9. Call the consensus sequences using snpAD requiring a minimal base quality of 30 and minimal mapping quality of 25. snpAD calculates the genotype likelihood at each site along the human mtDNA reference genome considering ancient DNA damage in its error model. As the program was designed for determining diploid genotypes, we manually set the genotype likelihood for heterozygous genotype calls to a very small number. We only call a genotype at a site if the sequencing depth was at least 3 and the genotype quality was at least 50.
10. Infer the haplogroup using HaploGrep2 using the consensus sequence called from the clipped sequencing data.
11. Infer the haplogroups and their proportion of contribution to the pool of sequences using mixEMT.
12. Calculate the proportions of authentic, non-contaminant DNA using contamMix.

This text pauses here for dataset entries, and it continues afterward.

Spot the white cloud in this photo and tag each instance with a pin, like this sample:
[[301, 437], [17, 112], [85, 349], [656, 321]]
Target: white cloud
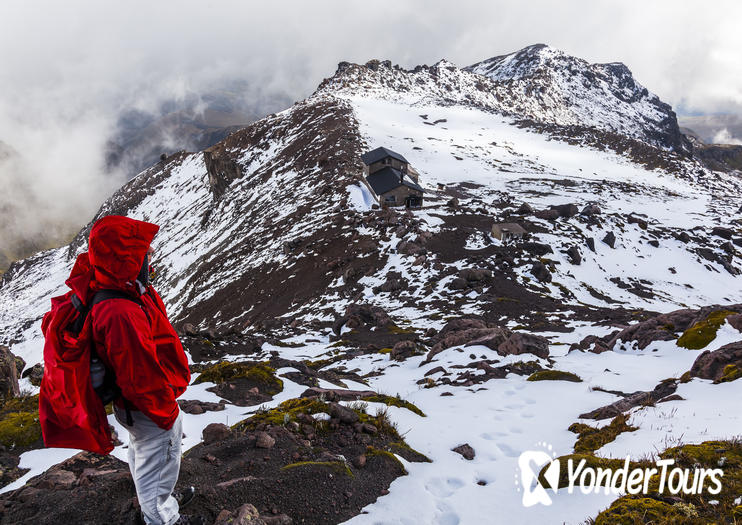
[[69, 67]]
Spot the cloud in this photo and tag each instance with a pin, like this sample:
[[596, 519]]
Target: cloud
[[69, 68]]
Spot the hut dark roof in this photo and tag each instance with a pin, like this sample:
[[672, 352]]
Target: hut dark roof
[[377, 154], [509, 227], [388, 178]]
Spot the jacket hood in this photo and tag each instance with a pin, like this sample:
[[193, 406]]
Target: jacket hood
[[80, 277], [116, 250]]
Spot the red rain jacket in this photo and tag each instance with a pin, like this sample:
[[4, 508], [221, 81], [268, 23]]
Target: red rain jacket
[[137, 341]]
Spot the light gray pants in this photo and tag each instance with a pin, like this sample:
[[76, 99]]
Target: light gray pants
[[154, 462]]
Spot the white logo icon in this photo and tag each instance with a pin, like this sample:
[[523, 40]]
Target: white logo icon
[[530, 464]]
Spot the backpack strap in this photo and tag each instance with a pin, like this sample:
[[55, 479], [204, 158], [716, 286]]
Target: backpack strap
[[109, 389]]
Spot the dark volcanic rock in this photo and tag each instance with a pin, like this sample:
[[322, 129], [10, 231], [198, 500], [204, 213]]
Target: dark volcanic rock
[[465, 450], [549, 215], [8, 374], [404, 350], [575, 257], [536, 248], [724, 233], [610, 239], [475, 274], [215, 432], [34, 374], [194, 406], [566, 210], [541, 272], [357, 315], [710, 364], [464, 331], [522, 343], [525, 209], [661, 391]]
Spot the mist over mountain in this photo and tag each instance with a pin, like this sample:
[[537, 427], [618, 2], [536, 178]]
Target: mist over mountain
[[569, 282]]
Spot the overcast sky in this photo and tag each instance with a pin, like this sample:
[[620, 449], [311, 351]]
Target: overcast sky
[[67, 68]]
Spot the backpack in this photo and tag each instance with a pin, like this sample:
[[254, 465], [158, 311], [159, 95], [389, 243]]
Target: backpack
[[76, 386]]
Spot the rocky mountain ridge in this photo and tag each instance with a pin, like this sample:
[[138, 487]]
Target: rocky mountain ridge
[[287, 282]]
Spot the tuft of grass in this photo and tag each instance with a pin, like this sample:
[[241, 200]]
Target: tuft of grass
[[283, 413], [591, 439], [554, 375], [703, 332], [395, 402], [20, 429], [260, 373], [730, 373], [339, 467]]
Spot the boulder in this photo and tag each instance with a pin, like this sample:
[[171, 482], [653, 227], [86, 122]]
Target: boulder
[[394, 282], [194, 406], [683, 237], [34, 374], [246, 515], [525, 209], [465, 450], [492, 338], [724, 233], [575, 257], [610, 239], [632, 219], [215, 432], [466, 330], [549, 215], [711, 364], [536, 248], [343, 413], [475, 274], [458, 283], [337, 394], [541, 272], [264, 440], [521, 343], [565, 210], [8, 374], [403, 350], [357, 315]]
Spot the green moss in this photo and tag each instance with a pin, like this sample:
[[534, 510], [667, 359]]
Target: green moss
[[730, 373], [24, 403], [339, 467], [554, 375], [283, 413], [395, 402], [630, 511], [394, 329], [591, 439], [695, 509], [371, 452], [259, 373], [703, 332], [20, 429]]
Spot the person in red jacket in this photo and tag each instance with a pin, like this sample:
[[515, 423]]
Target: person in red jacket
[[135, 340]]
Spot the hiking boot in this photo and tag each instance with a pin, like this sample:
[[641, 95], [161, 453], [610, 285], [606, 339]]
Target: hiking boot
[[184, 496], [190, 520]]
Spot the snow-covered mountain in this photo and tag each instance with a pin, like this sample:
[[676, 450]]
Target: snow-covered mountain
[[272, 234]]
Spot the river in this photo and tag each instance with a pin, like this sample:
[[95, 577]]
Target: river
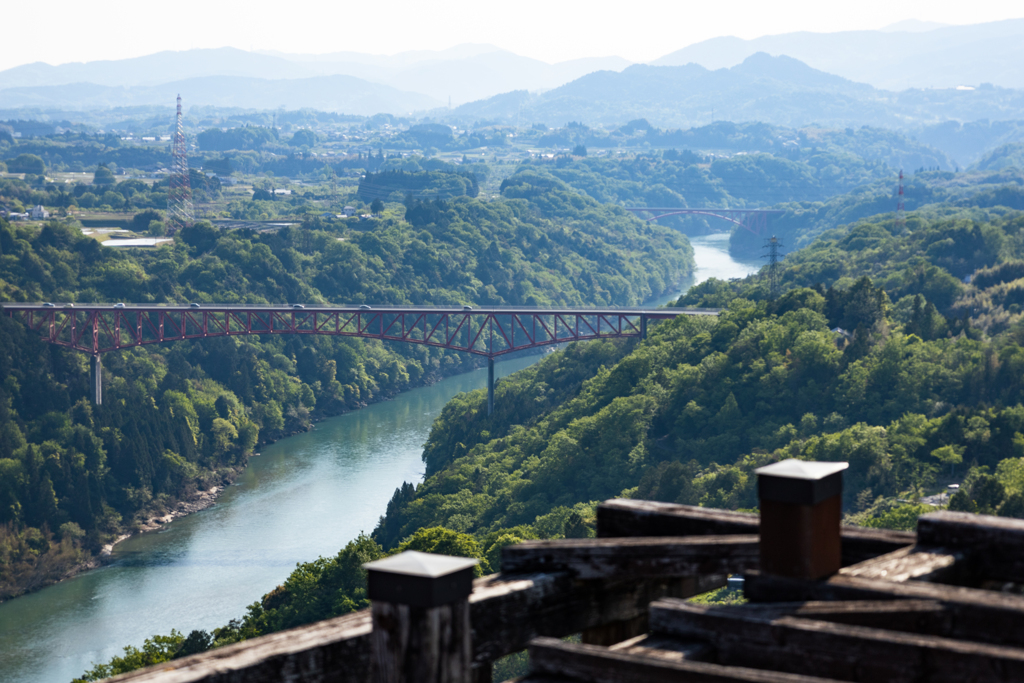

When all these steps are run, the results are summarised in a table called summary_table.csv. This table contains the following information:

• the number of unique reads that aligned to the rCRS
• the mean and the standard deviation of the coverage across the genome and the number of sites with at least 5-fold coverage
• the mode of the read length distribution
• the number of missing genotypes (Ns) in the consensus sequence
• the inferred haplogroup, the quality of the haplogroup assignment and the number of non-found and remaining polymorphisms, respectively
• the contaminant DNA as inferred by contamMix
• the haplogroups and their proportions of contribution to the sequencing pool as determined by mixEMT

The table contains two columns to flag low quality samples: flagged due to number of missing bases (> 1%) and flagged due to contamination (> 10%). If a sample fulfils any of the two criteria, either having > 1% missing genotypes in the consensus sequence or a contamination estimate > 10%, the sample will flagged as a low quality sample.

Further, the consensus sequences based on the clipped sequencing data will be copied to the directory fasta in the specified project folder and the raw information that were summarised in the summary table are copied into a per-sample folder in the directory sample_stats.

The temporary folder can later be removed by running the Snakemake pipeline with the specified rule clean_tmp.